Figure 14 shows the final result with an E.max porcelain veneer fitted on UR1 and an E.max porcelain crown fitted on UL1.

Replacing a missing anterior tooth

  • Figure 15: Case three: before (smile view)
  • Figure 16: Case three: before (retracted)
  • Figure 17: Case three: before (close-up)
  • Figure 18: Case three: matching Gradia pink composite to the gingivae
  • Figure 19: Case three: measuring the fibre length required
  • Figure 20: Case three: cutting the right length of fibre
  • Figure 21: Case three: etching the proximal surfaces of the incisors
  • Figure 22: Case three: frosted etched appearence
  • Figure 23: Case three: application of bonding resin
  • Figure 24: Case three: fibre in situ (anterior view)
  • Figure 25: Case three: fibre in situ (occlusal view)
  • Figure 26: Case three: two fibres in place
  • Figure 27: Case three: composite build-up (layering technique)
  • Figure 28: Case three: the finished restoration

A missing single tooth, especially an upper incisor, can be a really big issue for a patient.
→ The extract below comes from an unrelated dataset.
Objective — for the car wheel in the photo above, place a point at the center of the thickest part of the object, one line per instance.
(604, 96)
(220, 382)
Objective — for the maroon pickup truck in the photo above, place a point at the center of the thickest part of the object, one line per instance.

There are traditional options to replace the missing tooth, such as an implant (with or without bone grafting), a denture, a Maryland bridge or even a fixed bridge. However, these all have advantages and disadvantages.

The next case will demonstrate an alternative treatment option, which is very conservative (regarding tooth preparation), highly aesthetic and, importantly, a fixed option – using composite. The treatment is clinically proven with excellent long-term survival rates.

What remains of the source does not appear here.